There will be many sad stories over the next couple of weeks of PGA Tour and European Tour players failing to retain cards on their respective tours. We need to keep these stories in perspective.
This week’s Children’s Miracle Network Classic on the PGA Tour is the last chance saloon for players trying to get inside the top 125 on the money list to retain playing rights for next season. European players go through the same test in Hong Kong next week, where anyone inside the top 115 keeps a card for the 2011 European Tour.
No doubt it will be heartbreaking for many of these players, but let’s not pass the hat around for them.

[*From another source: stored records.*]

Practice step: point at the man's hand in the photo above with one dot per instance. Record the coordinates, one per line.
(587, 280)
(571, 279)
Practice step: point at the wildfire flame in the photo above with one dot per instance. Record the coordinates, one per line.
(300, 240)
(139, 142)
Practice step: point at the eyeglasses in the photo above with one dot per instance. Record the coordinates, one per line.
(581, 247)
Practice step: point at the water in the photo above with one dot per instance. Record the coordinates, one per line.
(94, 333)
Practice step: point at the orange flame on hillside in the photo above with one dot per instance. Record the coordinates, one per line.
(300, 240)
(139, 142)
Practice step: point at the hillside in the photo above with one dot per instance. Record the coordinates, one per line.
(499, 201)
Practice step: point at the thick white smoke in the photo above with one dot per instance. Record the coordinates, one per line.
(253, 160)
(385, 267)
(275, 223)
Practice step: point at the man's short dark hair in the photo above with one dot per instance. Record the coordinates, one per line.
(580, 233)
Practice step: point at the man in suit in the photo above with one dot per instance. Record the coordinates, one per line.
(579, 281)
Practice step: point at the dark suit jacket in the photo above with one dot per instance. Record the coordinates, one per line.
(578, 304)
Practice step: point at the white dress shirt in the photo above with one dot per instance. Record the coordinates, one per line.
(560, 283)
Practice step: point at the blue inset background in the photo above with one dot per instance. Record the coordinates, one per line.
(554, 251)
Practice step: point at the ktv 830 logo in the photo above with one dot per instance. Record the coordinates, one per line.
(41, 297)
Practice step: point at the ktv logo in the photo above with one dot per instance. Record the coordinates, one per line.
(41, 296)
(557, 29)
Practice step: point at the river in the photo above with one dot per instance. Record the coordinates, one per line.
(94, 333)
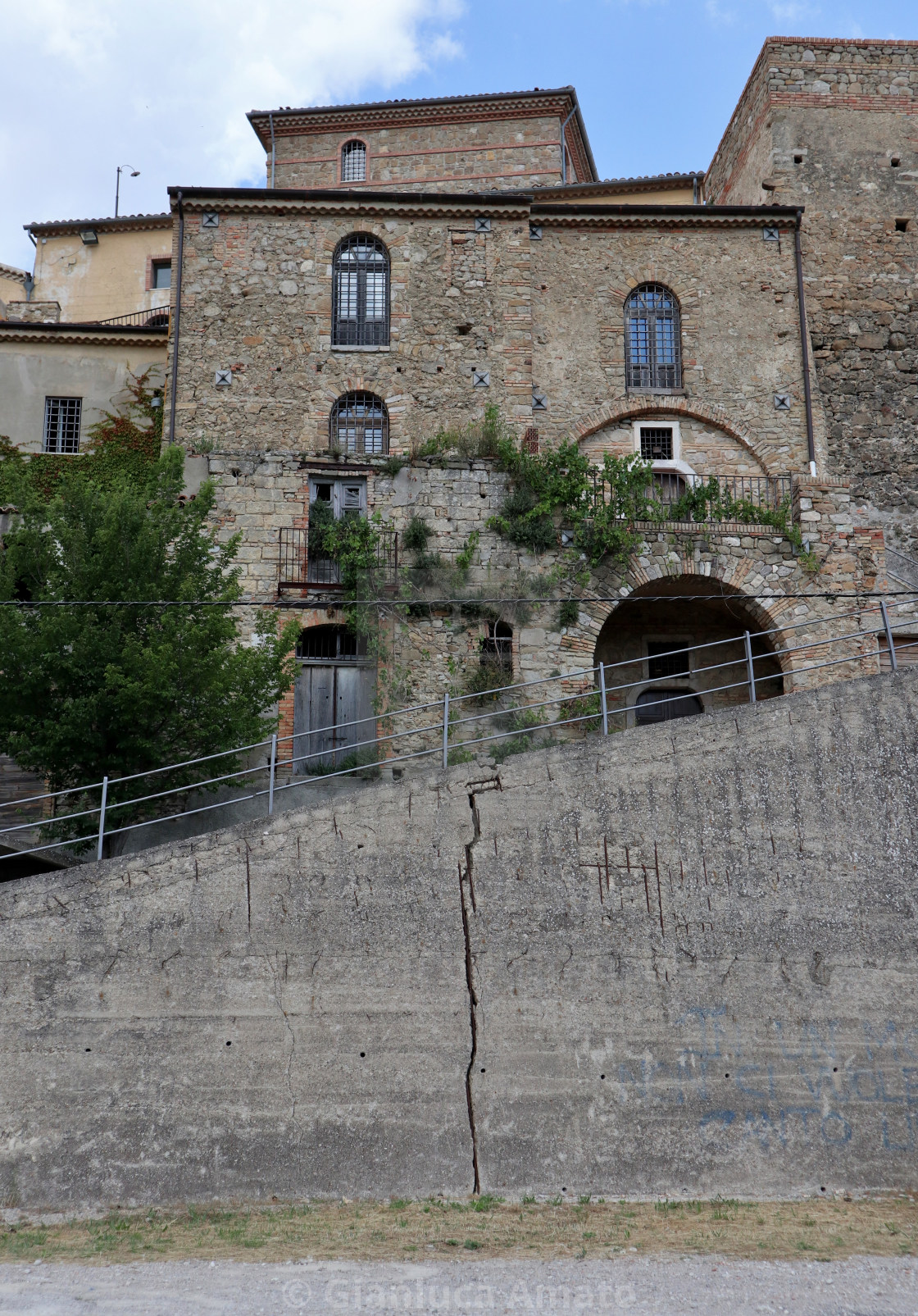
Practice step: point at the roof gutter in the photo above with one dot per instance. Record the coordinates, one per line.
(176, 317)
(804, 344)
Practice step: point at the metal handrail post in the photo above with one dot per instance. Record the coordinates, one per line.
(102, 819)
(889, 636)
(748, 665)
(605, 709)
(446, 728)
(274, 763)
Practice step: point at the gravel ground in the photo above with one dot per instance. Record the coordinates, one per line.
(863, 1286)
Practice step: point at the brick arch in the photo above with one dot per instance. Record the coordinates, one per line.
(680, 563)
(635, 406)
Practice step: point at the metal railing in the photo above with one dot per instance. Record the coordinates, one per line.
(452, 728)
(299, 569)
(154, 319)
(708, 499)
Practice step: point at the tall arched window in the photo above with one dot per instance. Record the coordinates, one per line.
(361, 293)
(359, 424)
(652, 350)
(352, 162)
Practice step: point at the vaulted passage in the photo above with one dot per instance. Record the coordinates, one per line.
(670, 653)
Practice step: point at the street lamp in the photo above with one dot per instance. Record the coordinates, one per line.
(134, 173)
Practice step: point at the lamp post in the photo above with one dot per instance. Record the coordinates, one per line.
(134, 173)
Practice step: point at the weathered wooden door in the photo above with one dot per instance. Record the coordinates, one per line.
(333, 713)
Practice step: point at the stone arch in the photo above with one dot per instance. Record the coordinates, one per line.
(665, 616)
(646, 404)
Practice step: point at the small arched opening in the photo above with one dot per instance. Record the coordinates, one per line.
(676, 648)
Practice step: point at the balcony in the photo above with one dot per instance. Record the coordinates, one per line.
(675, 496)
(302, 570)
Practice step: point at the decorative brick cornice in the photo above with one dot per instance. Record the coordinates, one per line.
(252, 200)
(646, 404)
(116, 336)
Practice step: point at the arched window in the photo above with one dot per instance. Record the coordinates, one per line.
(352, 162)
(361, 293)
(359, 423)
(652, 350)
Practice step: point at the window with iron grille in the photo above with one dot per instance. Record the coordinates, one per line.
(657, 444)
(330, 644)
(161, 274)
(361, 293)
(352, 162)
(652, 339)
(667, 659)
(498, 645)
(359, 423)
(62, 424)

They don’t need it.
The price of failure is very rewarding.
Briny Baird is currently 126th on the PGA Tour money list. Yet he’s earned $710,337 this season. I’m going to have a hard time weeping for him if he fails to get inside the top 125.
I’m probably not going to shed too many tears for players further down the list either. James Driscoll is ranked 154th but has still earned over $500,000 – $500,625 to be precise. It doesn’t end there. Harrison Frazar has made $201,280 for being 187th best player on the PGA Tour this year.
I know many people in the US who’d love to make that sort of money for not doing their job to the best of their ability.
The price of failure isn’t so lucrative in Europe, but it’s not bad. It’s probably going to take about €200,000 to stay inside the top 115. Sam Hutsby is currently occupying that spot with €197,809 in earnings. That’s around $274,000 just to finish last. Not bad for a guy who’s only 22.
I bumped into European Senior Tour player Roger Chapman at Orlando Airport last Friday. Chapman had just made it through stage one of Champions Tour Qualifying. He in turn had bumped into former Euro Tour player Daniel Chopra.
Chapman was surprised to see Chopra driving a yellow Lamborghini. Chapman asked me if Chopra had been very successful on the PGA Tour.
My reply: he only needs to be moderately successful to have a nice lifestyle.
For the record, Chopra has two wins in five PGA Tour seasons – the Ginn sur Mer Classic at Tesoro and the 2008 Mercedes-Benz Championship. He never won on the European Tour, although he has nine international victories, mostly in Asia.
A good player, if not a great one.
In five years he has earned $7.7 million. He’s one of hundreds of millionaires on the PGA Tour, many who have been far less successful than him.
So cue the sad stories of players missing their cards by a few hundred dollars or a few hundred euros, but save the tears.
These guys aren’t exactly on the bread line.